If you are a senior you will understand this one, if you deal with seniors, this should help you understand them a little better, and if you are not a senior yet……..God willing, someday you will be……
The 2.99 Special….
We went to breakfast at a restaurant where the ‘seniors’ special’ was two eggs, bacon, hash browns and toast for $2.99.
‘Sounds good,’ my wife said. ‘But I don’t want the eggs.’
‘Then, I’ll have to charge you $3.49 because you’re ordering a la carte,’ the waitress warned her.
‘You mean I’d have to pay for not taking the eggs?’ my wife asked incredulously.
‘YES!’ stated the waitress.
‘I’ll take the special then,’ my wife said..
‘How do you want your eggs?’ the waitress asked.
‘Raw and in the shell,’ my wife replied.
She took the two eggs home and baked a cake.
DON’T MESS WITH SENIORS!!!
WE’VE been around the block more than once!
Figure this one out!
I’m a 1%er –EXCELLENT!!!!!!!
I am a one percenter!!!
(read the last sentence)
A reporter did a human-interest piece on the Texas Rangers. The reporter recognized the Colt Model 1911 the Ranger was carrying and asked him “Why do you carry a 45?” The Ranger responded, “Because they don’t make a 46.”

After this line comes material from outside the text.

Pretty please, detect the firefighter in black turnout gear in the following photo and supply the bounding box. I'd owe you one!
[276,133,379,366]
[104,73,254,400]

The old sheriff was attending an awards dinner when a lady commented on his wearing his sidearm. “Sheriff, I see you have your pistol. Are you expecting trouble?” He promptly replied, “No Ma’am. If I were expecting trouble, I would have brought my shotgun.”
I was once asked by a lady visiting if I had a gun in the house? I said I did. She said, “Well I certainly hope it isn’t loaded!” To which I said, “Of course it is loaded; it can’t work without bullets!” She then asked, “Are you that afraid of someone evil coming into your house?” My reply was, “No, not at all. I am not afraid of the house catching fire either, but I have fire extinguishers around, and they are all loaded too.”
HAVE A NICE DAY!
I’m a one percenter…because 99% of people who read this won’t have the guts to forward this page to their friends!!